Revenir sur le parcours étymologique du terme « matrimoine » représente un exercice édifiant, qui démontre tout d’abord qu’il ne s’agit pas d’un néologisme. Au Moyen Âge, il désignait en effet « les biens maternels ». Peu à peu, le sens a évolué vers « les biens de l’épouse », avant d’être englobé dans les biens du couple » et de finalement disparaître de la langue française au XVIIIe siècle. « L’histoire de cette appropriation, puis de cet effacement indique que la condition des femmes s’est détériorée avec l’entrée dans la Modernité, souligne Ellen Hertz, ethnologue à l’Université de Neuchâtel. Au régime de complémentarité qu’on observe dans le langage du XIIe siècle – aux mères le ‘matremuine’, aux pères le ‘patremuine’ – se substitue un régime d’englobement du féminin dans le masculin. Au cours du XIXe siècle, avec la mise en place d’une conception partielle et partiale des ‘Droits de l’Homme’, les femmes sont mises sous tutelle, rangées du côté d’autres humains considérés comme incapables d’un plein discernement : les ‘primitifs’, les enfants et les fous. Ce n’est qu’au cours du XXe siècle qu’elles accèdent, péniblement, au statut de sujet de droit à part entière. » L’ethnologue suggère alors que l’élargissement sémantique du terme « patrimoine » ne fut possible qu’à la condition d’une diminution concomitante de celui de « matrimoine ».

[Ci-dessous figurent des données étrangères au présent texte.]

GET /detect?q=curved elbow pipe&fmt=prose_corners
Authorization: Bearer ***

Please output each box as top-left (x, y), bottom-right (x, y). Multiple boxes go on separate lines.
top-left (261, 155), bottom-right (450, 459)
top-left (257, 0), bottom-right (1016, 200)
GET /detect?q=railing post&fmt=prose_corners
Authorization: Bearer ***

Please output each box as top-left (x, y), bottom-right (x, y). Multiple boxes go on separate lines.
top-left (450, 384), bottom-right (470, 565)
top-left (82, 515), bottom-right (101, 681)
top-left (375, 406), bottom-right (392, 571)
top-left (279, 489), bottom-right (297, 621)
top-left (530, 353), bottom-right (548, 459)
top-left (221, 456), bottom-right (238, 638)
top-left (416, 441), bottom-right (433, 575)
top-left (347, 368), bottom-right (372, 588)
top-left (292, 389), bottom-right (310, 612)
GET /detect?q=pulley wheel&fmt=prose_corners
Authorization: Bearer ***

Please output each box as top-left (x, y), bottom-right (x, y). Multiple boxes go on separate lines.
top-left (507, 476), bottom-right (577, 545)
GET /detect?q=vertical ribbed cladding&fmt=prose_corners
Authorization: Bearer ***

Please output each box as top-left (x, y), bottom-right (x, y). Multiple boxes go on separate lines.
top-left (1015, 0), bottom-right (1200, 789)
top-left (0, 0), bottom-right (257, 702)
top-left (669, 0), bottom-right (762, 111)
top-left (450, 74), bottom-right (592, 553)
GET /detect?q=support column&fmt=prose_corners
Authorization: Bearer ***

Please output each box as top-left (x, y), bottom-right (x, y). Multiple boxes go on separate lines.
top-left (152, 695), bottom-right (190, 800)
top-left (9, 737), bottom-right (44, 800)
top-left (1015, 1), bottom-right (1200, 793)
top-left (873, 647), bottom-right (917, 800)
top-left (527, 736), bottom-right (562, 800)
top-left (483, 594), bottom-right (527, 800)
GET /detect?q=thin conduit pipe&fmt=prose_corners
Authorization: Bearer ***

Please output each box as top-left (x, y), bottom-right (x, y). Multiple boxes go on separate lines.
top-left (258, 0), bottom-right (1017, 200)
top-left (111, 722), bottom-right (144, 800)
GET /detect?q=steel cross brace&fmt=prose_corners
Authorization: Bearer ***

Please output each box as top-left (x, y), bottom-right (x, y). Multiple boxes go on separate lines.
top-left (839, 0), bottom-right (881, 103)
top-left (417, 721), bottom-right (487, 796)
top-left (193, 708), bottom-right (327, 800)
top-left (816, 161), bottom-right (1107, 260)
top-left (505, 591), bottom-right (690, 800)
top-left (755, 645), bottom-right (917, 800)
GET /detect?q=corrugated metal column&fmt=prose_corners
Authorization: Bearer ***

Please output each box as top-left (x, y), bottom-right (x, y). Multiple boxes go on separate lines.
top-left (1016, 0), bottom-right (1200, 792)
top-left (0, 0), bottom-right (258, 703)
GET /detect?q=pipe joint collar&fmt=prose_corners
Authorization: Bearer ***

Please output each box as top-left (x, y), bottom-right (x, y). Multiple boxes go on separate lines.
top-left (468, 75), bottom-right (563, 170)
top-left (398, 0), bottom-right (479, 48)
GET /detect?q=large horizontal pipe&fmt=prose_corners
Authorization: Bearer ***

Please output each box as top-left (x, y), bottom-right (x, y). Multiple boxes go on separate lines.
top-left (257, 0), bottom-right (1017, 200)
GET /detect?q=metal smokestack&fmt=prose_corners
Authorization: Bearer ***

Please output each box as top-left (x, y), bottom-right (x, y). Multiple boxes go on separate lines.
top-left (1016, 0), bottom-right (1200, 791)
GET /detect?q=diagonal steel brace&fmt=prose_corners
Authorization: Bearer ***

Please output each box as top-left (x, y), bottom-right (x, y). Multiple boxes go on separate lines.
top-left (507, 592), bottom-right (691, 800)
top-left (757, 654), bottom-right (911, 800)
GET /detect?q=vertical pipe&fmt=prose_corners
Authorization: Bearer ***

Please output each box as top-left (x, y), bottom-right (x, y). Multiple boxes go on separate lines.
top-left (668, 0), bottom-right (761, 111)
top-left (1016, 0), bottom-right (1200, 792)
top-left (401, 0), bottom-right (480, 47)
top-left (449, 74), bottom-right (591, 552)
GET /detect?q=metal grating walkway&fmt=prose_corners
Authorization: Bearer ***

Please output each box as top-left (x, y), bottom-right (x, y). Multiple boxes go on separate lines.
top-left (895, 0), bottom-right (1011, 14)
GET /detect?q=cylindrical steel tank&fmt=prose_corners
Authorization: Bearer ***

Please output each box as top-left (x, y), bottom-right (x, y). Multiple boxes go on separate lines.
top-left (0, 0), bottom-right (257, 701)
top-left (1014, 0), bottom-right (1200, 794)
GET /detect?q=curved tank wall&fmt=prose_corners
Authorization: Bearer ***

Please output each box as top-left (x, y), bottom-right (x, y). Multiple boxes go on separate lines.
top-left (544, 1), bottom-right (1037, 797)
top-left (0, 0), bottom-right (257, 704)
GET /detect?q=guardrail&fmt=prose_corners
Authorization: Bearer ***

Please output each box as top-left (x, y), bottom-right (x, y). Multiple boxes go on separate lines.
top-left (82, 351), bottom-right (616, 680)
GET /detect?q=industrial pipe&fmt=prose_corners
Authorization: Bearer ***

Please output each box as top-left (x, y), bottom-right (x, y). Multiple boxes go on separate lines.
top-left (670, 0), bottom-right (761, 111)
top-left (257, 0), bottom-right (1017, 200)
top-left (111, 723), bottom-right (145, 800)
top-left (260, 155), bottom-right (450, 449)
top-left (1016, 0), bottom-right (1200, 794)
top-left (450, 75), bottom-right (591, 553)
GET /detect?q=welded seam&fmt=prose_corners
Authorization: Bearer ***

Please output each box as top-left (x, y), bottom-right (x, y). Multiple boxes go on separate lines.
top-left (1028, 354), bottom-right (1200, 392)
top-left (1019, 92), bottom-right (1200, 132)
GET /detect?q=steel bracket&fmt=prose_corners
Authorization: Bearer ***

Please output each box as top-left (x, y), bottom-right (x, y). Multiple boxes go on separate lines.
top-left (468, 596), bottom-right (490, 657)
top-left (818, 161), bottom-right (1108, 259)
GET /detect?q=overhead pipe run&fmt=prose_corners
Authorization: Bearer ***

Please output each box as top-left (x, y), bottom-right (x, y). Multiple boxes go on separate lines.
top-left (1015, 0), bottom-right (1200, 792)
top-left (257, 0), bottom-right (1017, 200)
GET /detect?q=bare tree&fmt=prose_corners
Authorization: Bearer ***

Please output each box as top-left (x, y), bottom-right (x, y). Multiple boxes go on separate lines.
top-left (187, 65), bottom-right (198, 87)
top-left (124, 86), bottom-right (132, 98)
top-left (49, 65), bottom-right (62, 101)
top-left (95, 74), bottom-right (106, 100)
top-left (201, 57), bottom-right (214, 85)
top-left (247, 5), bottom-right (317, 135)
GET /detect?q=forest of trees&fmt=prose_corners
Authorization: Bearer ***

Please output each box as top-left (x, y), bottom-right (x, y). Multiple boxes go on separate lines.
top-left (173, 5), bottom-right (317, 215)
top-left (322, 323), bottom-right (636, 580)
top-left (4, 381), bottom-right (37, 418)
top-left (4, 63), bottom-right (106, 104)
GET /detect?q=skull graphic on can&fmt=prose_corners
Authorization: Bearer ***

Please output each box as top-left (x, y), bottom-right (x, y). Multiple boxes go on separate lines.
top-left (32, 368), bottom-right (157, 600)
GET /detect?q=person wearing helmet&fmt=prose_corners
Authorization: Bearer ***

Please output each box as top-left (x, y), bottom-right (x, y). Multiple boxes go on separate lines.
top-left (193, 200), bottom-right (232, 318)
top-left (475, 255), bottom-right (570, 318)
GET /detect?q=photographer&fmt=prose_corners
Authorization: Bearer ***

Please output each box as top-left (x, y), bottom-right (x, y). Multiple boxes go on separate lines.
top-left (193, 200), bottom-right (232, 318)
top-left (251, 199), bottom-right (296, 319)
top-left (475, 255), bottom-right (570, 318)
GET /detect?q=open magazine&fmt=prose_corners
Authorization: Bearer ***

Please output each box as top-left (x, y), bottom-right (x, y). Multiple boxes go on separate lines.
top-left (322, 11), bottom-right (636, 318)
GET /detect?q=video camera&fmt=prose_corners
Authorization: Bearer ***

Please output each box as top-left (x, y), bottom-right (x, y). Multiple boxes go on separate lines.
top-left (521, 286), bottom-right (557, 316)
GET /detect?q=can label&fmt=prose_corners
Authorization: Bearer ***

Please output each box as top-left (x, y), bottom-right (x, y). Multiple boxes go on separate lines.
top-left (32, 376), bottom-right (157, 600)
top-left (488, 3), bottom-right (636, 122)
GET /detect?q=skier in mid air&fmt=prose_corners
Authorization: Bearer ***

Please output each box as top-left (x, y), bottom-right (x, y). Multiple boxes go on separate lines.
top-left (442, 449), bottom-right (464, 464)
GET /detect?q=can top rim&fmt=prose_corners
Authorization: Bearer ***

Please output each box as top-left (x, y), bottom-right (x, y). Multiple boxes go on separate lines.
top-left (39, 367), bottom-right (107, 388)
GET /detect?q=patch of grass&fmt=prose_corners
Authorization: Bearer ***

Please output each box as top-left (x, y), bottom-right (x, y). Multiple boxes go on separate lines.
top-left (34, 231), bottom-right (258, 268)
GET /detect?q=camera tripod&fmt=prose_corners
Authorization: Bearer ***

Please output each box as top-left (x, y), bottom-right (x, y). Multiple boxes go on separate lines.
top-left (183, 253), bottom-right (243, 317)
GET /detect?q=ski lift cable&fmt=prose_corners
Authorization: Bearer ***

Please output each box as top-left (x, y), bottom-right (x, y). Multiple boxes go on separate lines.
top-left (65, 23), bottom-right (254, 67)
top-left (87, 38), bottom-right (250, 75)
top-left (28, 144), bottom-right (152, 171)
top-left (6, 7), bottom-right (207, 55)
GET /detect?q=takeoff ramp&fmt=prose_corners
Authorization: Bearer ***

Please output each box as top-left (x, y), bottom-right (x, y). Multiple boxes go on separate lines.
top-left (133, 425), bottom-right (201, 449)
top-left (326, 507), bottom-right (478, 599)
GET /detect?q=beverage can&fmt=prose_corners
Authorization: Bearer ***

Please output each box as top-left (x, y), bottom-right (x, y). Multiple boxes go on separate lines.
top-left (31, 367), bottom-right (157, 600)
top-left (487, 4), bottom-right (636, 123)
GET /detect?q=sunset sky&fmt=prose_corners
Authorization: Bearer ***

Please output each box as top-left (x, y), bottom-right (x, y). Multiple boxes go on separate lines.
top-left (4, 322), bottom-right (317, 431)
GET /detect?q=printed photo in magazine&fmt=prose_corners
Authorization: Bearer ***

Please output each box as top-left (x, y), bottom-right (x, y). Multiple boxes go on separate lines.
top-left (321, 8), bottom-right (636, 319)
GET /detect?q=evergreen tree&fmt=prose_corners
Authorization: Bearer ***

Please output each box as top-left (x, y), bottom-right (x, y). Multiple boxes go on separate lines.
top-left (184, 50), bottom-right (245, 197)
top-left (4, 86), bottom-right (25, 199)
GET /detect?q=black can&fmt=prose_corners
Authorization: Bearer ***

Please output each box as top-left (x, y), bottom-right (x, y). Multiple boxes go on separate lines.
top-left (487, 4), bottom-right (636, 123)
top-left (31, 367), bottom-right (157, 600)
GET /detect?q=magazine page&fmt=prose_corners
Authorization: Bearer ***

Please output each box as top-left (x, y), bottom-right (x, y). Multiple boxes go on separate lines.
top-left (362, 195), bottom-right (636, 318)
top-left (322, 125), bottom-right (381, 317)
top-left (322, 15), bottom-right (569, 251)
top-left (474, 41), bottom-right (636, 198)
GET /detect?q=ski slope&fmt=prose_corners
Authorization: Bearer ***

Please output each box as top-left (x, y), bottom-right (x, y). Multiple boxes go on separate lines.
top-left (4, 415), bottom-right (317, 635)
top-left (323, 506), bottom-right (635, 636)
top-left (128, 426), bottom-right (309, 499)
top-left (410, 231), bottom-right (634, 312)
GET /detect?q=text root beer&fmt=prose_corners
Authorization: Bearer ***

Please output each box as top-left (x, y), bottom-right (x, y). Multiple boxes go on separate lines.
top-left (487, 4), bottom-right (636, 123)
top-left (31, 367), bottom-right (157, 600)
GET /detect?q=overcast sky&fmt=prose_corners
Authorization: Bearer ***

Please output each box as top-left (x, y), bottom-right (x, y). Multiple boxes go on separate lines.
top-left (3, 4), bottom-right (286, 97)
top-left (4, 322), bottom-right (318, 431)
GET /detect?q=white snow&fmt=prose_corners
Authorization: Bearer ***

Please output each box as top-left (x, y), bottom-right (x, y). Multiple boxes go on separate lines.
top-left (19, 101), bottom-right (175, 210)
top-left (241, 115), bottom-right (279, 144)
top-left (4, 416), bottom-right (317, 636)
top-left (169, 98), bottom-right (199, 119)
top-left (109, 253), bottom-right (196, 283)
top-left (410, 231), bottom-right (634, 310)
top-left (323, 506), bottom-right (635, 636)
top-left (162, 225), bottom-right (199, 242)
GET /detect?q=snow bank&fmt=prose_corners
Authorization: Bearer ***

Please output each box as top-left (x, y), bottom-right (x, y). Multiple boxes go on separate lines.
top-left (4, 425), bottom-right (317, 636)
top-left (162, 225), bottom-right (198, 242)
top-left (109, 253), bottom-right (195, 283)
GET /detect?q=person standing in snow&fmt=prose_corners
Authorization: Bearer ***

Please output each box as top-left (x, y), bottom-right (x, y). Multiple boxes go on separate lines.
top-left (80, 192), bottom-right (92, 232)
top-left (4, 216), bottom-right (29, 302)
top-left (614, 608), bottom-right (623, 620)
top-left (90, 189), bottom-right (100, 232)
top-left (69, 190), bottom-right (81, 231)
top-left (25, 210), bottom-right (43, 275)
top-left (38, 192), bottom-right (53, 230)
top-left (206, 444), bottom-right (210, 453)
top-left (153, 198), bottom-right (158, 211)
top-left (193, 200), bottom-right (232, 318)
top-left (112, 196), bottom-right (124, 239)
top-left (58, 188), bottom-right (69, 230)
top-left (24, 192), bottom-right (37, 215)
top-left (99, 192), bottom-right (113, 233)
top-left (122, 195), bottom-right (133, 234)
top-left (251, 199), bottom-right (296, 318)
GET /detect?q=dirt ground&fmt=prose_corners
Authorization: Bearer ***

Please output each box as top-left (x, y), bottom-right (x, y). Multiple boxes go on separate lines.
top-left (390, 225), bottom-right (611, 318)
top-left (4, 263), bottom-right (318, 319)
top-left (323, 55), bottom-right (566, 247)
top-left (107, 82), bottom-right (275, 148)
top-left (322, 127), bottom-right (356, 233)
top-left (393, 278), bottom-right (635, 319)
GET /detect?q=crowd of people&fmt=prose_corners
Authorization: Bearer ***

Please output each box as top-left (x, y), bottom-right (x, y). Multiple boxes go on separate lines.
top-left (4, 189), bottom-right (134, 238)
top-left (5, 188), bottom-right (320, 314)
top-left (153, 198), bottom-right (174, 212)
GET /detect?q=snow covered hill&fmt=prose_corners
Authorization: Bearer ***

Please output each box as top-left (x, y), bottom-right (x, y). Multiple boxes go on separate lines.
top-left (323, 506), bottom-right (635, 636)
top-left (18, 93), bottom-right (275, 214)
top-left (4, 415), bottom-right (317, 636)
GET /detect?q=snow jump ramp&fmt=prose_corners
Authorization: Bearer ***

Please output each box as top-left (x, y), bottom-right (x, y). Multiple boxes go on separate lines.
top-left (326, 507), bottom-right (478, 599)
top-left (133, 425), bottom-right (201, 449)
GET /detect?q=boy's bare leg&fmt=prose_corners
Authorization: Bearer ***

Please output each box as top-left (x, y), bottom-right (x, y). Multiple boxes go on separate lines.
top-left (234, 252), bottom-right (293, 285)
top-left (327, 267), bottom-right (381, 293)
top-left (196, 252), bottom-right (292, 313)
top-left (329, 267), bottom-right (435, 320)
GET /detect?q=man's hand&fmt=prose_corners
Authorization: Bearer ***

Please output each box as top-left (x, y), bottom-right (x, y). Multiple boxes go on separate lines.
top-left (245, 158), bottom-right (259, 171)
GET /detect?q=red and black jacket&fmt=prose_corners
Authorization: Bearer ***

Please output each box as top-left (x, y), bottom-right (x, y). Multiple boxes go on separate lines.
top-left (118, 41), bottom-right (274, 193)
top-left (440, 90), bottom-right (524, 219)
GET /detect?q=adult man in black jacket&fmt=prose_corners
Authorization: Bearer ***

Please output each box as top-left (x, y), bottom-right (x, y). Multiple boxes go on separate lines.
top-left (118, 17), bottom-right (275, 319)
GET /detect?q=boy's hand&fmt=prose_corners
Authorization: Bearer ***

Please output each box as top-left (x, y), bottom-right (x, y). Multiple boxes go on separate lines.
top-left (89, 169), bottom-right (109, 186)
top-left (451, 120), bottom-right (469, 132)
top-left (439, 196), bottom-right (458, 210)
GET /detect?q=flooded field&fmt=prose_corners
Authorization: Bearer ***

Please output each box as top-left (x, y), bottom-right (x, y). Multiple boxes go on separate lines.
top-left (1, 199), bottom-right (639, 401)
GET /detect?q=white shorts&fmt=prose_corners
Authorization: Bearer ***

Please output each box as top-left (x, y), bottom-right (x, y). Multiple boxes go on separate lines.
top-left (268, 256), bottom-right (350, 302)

La problématique de l’universalisme masculin

Comme d’autres termes de la langue française, « patrimoine » soulève la problématique de l’universalisme masculin. « La vision du monde que ces mots véhiculent est que les femmes et les humains non ‘blancs’, appartiennent à l’Autre, c’est-à-dire à des catégories particulières avec des caractéristiques propres, explique Hélène Martin, professeure à la Haute école de travail social et de la santé I EESP I Lausanne – HES-SO. Dès le XIXe siècle, les femmes ont en particulier été constamment renvoyées à leur ‘nature’ féminine, étroitement liée à la procréation, mais aussi à l’irrationnalité. Faire partie du groupe qui énonce l’universalisme est un privilège masculin et blanc, auquel il n’est pas facile de renoncer. » D’où les critiques, voire les moqueries, souvent entendues lors des tentatives d’introduction d’éléments de langage épicène.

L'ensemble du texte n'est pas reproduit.